Thread

  1. pg_stash_advice: dump file with overlong stash name crashes worker in a restart loop

    Ayush Tiwari <ayushtiwari.slg01@gmail.com> — 2026-05-17T06:24:52Z

    Hi,
    
    While testing pg_stash_advice, I came across a
    crash that's reachable through the persistence dump file:
    
    If $PGDATA/pg_stash_advice.tsv contains a stash name of 64 bytes or more
    (i.e. >= NAMEDATALEN), the worker hits an assertion in dshash_strhash()
    on startup.

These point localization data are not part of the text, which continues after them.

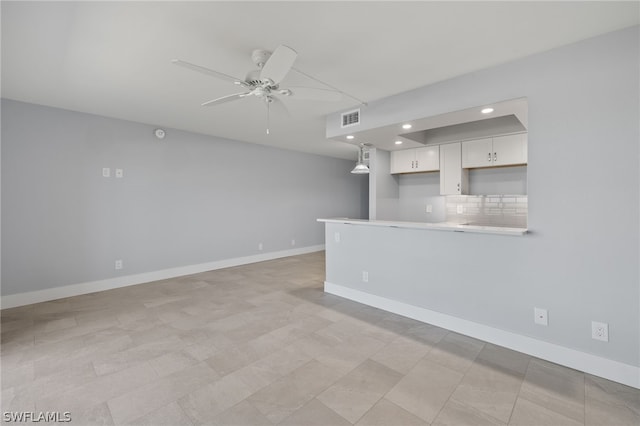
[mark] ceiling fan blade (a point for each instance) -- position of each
(278, 64)
(208, 71)
(278, 107)
(227, 98)
(314, 94)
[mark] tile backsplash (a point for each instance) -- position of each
(487, 210)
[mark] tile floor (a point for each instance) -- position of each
(261, 345)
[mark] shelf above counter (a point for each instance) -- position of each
(440, 226)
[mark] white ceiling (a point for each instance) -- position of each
(113, 58)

The postmaster treats the SIGABRT as a crash, performs full
    crash recovery, restarts the worker, and the worker hits the same
    assertion again. The cluster never reaches a stable state until the
    file is removed by hand.
    
    SQL-level callers cannot reach this because pgsa_check_stash_name()
    rejects long names. The persistence parser, however, accepts the name
    straight from the file and feeds it into dshash_find_or_insert(), which
    in turn calls dshash_strhash() configured with key_size = NAMEDATALEN.

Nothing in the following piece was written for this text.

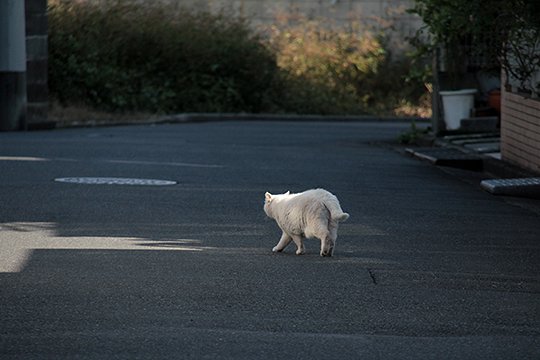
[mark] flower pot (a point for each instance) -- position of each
(457, 105)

    That function asserts strlen(v) < size. Strictly speaking the file
    parser was missing a length check that the SQL path already performs.
    
    Minimal reproduction
    ====================
    
        $ pg_ctl -D $PGDATA stop -m fast
        $ python3 -c "print('stash\t' + 'a'*64)" > $PGDATA/pg_stash_advice.tsv
        $ pg_ctl -D $PGDATA -l logfile start
    
    Server log (excerpt, every ~1-2 seconds):
    
        DEBUG:  pg_stash_advice worker started
        DEBUG:  restoring advice stash "aaaa...aaaa"
        TRAP: failed Assert("strlen((const char *) v) < size"),
              File: "dshash.c", Line: 634
        postgres: pg_stash_advice worker (ExceptionalCondition+0xbb)
        postgres: pg_stash_advice worker (dshash_strhash+0x48)
        postgres: pg_stash_advice worker (dshash_find_or_insert_extended+0x2e)
        pg_stash_advice.so (pgsa_create_stash)
        pg_stash_advice.so (pgsa_restore_stashes)
        pg_stash_advice.so (pgsa_read_from_disk)
        pg_stash_advice.so (pg_stash_advice_worker_main+0x1aa)
        ...
        LOG:  background worker "pg_stash_advice worker" was terminated by
              signal 6: Aborted
        LOG:  terminating any other active server processes
        LOG:  all server processes terminated; reinitializing
        [worker comes back up, asserts again, ad infinitum]
    
    In my testing this produced ~18 crashes in ~12 seconds before I removed
    the file. Threshold is exact: 63 bytes is fine, 64 bytes crashes.
    
    In a production (non-assertion) build the name would instead be silently
    truncated to NAMEDATALEN-1 bytes by the dshash key-copy path, allowing
    distinct long names that share a 63-byte prefix to collide in the stash
    table.
    
    The attached patch validates the parsed stash-name length in the same
    place where the parser already raises ERRCODE_DATA_CORRUPTED on other
    forms of syntax error, mirroring the existing length check in
    pgsa_check_stash_name(). Not sure if TAP test too is needed for this, but
    I've included one in the patch.
    
    Regards,
    Ayush